Auckland Castle launches £3.5m geothermal heat investigation
A historic castle's owners are investigating whether they can heat the building using underground water.
Auckland Castle Trust's £3.5m project could see water from deep beneath the surface used to heat the attraction in Bishop Auckland.
They are preparing to apply for planning permission to drill two exploratory boreholes up to 1.11 miles (1.8km) deep.
If viable, the geothermal scheme could also be used to heat parts of the town.
Auckland Castle Trust's chief executive, David Ronn, said: "This is an extremely exciting and innovative scheme that has the potential to provide not only long-term benefits for Auckland Castle but the town of Bishop Auckland too."
The project will be funded by the Auckland Castle Trust with the initial stage expected to cost £2.5m. A further £1m could be spent depending on the findings.

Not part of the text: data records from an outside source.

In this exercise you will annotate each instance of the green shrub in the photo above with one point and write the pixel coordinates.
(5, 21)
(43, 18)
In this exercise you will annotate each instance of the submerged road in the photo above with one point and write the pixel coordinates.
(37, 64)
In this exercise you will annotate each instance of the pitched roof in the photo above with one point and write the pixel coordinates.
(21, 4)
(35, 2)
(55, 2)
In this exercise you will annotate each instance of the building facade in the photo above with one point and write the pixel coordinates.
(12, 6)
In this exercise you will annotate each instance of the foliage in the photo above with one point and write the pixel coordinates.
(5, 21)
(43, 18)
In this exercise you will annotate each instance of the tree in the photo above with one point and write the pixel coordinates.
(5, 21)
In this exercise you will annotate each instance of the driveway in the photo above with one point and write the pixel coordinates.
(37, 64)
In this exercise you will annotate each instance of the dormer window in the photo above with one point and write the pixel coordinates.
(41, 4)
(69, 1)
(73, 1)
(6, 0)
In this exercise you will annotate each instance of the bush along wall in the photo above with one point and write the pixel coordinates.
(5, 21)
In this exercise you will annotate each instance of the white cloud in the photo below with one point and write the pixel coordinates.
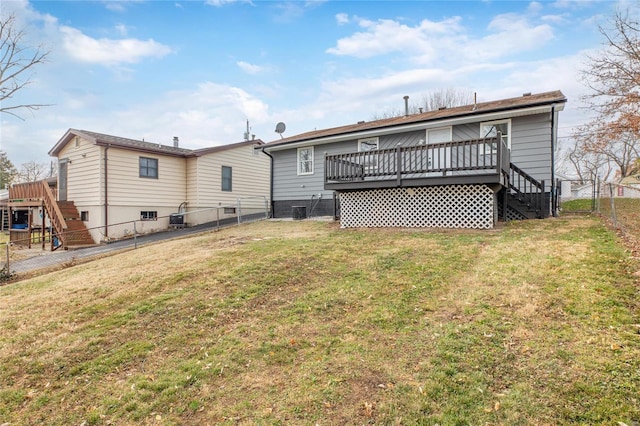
(122, 29)
(109, 51)
(342, 18)
(220, 3)
(386, 36)
(513, 34)
(508, 34)
(209, 115)
(251, 68)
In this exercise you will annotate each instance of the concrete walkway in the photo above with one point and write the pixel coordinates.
(60, 257)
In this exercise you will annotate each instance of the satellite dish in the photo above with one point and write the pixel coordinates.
(280, 128)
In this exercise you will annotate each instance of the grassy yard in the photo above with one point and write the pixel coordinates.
(537, 322)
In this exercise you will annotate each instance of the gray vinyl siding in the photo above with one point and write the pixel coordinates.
(530, 150)
(288, 185)
(531, 145)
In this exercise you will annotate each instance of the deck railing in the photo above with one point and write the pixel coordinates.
(40, 190)
(480, 156)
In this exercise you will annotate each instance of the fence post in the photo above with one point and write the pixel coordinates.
(8, 261)
(613, 206)
(398, 165)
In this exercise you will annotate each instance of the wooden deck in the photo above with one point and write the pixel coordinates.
(476, 161)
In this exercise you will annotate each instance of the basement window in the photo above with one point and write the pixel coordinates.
(149, 215)
(149, 167)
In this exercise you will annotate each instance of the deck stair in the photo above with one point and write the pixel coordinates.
(76, 233)
(525, 196)
(66, 227)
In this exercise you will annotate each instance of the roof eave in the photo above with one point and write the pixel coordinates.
(473, 116)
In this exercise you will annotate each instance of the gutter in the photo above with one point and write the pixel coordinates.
(106, 197)
(270, 179)
(554, 135)
(420, 125)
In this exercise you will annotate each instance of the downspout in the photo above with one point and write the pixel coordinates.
(270, 180)
(554, 135)
(106, 197)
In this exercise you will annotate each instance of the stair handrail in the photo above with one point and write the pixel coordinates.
(55, 214)
(527, 187)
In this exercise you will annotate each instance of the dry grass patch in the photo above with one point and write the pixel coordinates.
(304, 323)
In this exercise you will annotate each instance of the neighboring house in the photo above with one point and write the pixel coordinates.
(583, 190)
(632, 180)
(108, 183)
(454, 167)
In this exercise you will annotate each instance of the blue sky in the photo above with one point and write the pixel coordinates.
(199, 70)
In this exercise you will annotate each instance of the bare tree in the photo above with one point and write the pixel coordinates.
(33, 171)
(586, 164)
(17, 61)
(441, 98)
(446, 98)
(613, 77)
(8, 171)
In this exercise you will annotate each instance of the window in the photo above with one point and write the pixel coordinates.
(149, 167)
(370, 161)
(369, 144)
(305, 161)
(442, 134)
(439, 158)
(491, 128)
(226, 178)
(149, 215)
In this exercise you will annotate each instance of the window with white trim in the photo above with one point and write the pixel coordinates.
(148, 167)
(148, 215)
(441, 134)
(305, 160)
(490, 129)
(370, 161)
(439, 158)
(226, 178)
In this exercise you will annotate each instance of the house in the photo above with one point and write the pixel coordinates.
(461, 167)
(112, 187)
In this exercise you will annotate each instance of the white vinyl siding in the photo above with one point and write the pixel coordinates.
(148, 167)
(227, 174)
(490, 129)
(125, 188)
(251, 175)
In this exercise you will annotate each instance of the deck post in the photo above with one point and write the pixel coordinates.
(398, 165)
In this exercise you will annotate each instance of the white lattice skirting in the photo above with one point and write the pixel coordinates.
(453, 206)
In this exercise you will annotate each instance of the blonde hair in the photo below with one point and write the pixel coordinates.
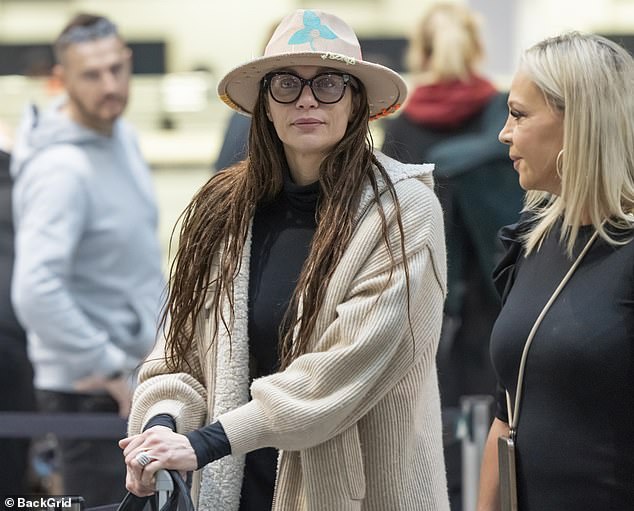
(447, 44)
(590, 80)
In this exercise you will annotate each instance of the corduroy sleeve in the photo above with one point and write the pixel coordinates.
(368, 341)
(181, 395)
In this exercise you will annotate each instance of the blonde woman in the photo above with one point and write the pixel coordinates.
(570, 135)
(305, 304)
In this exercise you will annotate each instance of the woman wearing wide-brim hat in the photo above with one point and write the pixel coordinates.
(298, 367)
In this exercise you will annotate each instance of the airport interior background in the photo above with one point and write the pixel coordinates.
(183, 47)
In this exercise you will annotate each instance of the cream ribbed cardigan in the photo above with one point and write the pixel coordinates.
(357, 420)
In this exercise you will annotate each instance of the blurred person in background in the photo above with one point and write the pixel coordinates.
(452, 119)
(305, 303)
(87, 278)
(570, 135)
(16, 373)
(235, 142)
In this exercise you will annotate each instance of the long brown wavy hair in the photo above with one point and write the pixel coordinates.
(216, 223)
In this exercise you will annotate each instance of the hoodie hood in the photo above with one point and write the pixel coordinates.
(41, 129)
(447, 105)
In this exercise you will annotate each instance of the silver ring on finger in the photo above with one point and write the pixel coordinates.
(143, 458)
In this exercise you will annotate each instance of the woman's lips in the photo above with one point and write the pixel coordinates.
(308, 122)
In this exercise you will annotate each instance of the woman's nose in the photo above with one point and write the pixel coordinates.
(307, 98)
(506, 135)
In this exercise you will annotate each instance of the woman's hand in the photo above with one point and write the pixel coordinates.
(164, 448)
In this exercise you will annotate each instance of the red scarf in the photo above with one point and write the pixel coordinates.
(449, 104)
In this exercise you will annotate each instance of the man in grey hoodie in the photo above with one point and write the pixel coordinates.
(87, 280)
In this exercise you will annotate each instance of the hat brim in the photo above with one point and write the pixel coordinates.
(386, 89)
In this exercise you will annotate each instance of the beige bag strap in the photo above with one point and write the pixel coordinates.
(513, 418)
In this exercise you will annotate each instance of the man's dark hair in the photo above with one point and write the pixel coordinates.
(83, 27)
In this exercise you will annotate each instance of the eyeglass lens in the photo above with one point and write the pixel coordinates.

A spokeswoman for the castle said a study by Cluff Geothermal indicated Bishop Auckland is likely to be sitting on an underground reservoir of water at 70C (158F) - hot enough to be used for heating but not for electricity production.
The initial test boreholes would be sunk on land owned by Durham County Council next to the North Bondgate short stay car park in the centre of Bishop Auckland.
A 30m-high (100ft) drilling rig would operate 24 hours a day for around three months during the initial test stage and if the scheme proves viable, a pumping station would then be built to bring the water to the surface.